Transform

class deepinv.transform.Transform(*args, n_trans: int = 1, rng: Generator | None = None, constant_shape: bool = True, flatten_video_input: bool = True, **kwargs)[source]

Bases: Module, TimeMixin

Base class for image transforms.

The base transform implements transform arithmetic and other methods to invert transforms and symmetrize functions.

All transforms must implement _get_params() to randomly generate e.g. rotation degrees or shift pixels, and _transform() to deterministically transform an image given the params.

To implement a new transform, please reimplement _get_params() and _transform() (with a **kwargs argument).

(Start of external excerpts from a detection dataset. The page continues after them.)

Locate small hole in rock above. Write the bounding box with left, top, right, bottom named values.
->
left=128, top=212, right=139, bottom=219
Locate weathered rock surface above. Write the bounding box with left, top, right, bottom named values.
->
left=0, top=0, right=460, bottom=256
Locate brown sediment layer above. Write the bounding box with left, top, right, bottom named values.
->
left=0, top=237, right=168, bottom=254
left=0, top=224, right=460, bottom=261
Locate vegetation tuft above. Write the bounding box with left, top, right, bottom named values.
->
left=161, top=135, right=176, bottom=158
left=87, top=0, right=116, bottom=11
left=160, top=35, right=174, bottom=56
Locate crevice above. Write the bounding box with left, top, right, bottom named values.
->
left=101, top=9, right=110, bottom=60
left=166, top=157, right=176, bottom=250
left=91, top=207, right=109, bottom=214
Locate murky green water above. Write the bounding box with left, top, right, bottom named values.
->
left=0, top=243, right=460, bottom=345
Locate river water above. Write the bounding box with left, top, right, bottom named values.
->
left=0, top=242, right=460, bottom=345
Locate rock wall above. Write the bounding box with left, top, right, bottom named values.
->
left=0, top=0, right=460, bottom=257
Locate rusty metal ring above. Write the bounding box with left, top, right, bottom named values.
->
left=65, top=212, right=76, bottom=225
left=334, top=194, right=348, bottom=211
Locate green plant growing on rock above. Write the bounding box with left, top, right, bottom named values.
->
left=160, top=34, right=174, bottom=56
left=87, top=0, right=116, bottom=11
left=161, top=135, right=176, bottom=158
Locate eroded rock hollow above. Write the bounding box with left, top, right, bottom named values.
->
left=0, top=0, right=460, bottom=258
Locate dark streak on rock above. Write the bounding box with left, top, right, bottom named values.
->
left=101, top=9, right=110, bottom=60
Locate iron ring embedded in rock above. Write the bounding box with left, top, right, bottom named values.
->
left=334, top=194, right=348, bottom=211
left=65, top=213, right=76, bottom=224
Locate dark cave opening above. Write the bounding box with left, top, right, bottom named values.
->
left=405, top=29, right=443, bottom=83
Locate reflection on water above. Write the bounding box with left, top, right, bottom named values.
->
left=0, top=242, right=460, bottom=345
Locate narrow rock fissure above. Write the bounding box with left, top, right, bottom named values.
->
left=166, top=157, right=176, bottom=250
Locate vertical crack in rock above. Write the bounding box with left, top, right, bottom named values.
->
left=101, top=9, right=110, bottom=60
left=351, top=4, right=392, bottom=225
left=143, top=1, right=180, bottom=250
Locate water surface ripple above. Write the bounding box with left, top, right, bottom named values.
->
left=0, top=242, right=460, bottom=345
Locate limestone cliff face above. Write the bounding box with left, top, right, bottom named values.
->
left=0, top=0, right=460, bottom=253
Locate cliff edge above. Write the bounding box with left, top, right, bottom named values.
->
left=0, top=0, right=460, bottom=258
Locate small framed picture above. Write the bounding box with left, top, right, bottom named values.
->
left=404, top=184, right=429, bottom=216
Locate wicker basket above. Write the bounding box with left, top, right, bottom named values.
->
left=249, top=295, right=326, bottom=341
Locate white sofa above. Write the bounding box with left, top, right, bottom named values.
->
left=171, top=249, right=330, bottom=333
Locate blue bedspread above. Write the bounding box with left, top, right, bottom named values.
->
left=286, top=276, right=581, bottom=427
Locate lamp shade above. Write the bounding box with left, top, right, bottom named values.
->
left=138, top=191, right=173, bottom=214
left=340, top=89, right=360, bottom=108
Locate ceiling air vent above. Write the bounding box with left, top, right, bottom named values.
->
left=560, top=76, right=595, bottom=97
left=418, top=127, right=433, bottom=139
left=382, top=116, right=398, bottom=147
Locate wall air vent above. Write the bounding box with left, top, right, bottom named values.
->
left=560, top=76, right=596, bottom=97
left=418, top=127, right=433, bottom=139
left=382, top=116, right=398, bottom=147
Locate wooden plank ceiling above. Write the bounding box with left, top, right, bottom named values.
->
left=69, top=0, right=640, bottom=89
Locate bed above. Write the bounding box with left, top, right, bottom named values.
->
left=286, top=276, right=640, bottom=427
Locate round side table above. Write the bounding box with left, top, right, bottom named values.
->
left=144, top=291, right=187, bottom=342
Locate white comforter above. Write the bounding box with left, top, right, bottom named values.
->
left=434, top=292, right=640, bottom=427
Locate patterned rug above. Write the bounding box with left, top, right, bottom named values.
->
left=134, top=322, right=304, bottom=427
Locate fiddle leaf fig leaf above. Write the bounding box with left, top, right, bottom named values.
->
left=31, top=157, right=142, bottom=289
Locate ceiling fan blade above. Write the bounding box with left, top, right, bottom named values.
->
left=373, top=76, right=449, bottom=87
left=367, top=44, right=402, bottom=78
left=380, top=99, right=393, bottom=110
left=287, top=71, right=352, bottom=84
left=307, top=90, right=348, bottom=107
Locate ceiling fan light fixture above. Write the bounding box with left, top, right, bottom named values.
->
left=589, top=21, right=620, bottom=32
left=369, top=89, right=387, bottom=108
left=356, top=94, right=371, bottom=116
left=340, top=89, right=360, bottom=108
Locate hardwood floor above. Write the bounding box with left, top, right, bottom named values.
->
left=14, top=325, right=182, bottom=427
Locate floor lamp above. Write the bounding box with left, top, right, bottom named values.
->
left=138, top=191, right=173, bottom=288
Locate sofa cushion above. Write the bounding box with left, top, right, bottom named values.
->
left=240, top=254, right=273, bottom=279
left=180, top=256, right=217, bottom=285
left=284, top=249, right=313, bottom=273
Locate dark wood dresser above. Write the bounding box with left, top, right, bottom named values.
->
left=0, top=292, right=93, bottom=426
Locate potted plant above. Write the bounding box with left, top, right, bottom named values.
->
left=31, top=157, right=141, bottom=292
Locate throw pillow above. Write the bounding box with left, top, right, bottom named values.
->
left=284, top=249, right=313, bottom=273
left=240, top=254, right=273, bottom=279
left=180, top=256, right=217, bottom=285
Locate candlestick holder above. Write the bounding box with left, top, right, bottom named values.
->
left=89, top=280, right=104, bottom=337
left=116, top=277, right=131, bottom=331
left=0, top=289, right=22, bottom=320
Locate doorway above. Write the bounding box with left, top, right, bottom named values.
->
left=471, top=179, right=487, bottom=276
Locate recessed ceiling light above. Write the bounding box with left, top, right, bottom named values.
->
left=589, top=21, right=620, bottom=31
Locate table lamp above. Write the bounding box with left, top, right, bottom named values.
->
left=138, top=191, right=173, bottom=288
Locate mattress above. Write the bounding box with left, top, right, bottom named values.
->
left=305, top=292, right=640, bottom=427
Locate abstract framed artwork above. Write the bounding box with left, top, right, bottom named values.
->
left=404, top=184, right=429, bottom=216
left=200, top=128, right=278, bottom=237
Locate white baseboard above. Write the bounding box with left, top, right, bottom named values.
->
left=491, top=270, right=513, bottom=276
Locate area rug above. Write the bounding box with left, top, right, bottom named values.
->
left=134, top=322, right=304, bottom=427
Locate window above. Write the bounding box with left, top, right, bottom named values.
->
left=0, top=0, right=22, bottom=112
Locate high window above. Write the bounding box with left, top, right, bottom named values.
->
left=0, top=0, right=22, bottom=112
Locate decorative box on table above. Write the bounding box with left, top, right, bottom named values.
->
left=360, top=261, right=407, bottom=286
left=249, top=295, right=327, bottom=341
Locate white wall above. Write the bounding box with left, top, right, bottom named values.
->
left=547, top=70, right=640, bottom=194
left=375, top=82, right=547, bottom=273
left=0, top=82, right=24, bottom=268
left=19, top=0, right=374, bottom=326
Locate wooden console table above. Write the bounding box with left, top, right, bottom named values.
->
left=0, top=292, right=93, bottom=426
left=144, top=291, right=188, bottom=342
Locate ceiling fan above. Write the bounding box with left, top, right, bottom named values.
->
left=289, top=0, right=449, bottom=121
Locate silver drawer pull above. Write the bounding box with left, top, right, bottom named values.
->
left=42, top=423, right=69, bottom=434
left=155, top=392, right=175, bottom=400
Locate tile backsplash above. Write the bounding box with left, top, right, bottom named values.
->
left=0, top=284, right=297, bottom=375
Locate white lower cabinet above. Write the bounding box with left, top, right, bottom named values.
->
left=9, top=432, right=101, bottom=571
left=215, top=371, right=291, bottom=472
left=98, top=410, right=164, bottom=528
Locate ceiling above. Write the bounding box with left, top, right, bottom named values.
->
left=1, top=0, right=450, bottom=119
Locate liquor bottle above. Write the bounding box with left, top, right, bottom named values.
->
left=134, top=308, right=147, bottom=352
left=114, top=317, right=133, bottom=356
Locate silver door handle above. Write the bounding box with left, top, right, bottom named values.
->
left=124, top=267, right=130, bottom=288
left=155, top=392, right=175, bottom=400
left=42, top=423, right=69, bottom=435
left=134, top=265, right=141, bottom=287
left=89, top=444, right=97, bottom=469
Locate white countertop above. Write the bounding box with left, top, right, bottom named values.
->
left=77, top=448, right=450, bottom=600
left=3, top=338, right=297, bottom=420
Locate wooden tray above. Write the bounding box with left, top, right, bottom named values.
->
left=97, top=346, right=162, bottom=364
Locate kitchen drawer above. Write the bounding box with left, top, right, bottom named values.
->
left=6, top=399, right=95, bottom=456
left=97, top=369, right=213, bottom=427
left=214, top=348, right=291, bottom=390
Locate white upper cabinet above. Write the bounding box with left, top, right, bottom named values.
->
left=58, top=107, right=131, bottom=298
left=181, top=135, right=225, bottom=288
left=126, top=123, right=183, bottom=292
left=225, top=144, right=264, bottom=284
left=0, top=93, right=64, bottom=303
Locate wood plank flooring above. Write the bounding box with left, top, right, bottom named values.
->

See respective methods for details.

Also handle deterministic (non-random) transformations by passing in fixed parameter values.

All transforms automatically handle video input (5D of shape (B,C,T,H,W)) by flattening the time dimension.

Examples

Randomly transform an image:

>>> import torch
>>> from deepinv.transform import Shift, Rotate
>>> x = torch.rand((1, 1, 2, 2)) # Define random image (B,C,H,W)
>>> transform = Shift() # Define random shift transform
>>> transform(x).shape
torch.Size([1, 1, 2, 2])

Deterministically transform an image:

>>> y = transform(transform(x, x_shift=[1]), x_shift=[-1])
>>> torch.all(x == y)
tensor(True)

# Accepts video input of shape (B,C,T,H,W):

>>> transform(torch.rand((1, 1, 3, 2, 2))).shape
torch.Size([1, 1, 3, 2, 2])

Multiply transforms to create compound transforms (direct product of groups) - similar to torchvision.transforms.Compose:

>>> rotoshift = Rotate() * Shift() # Chain rotate and shift transforms
>>> rotoshift(x).shape
torch.Size([1, 1, 2, 2])

Sum transforms to create stacks of transformed images (along the batch dimension).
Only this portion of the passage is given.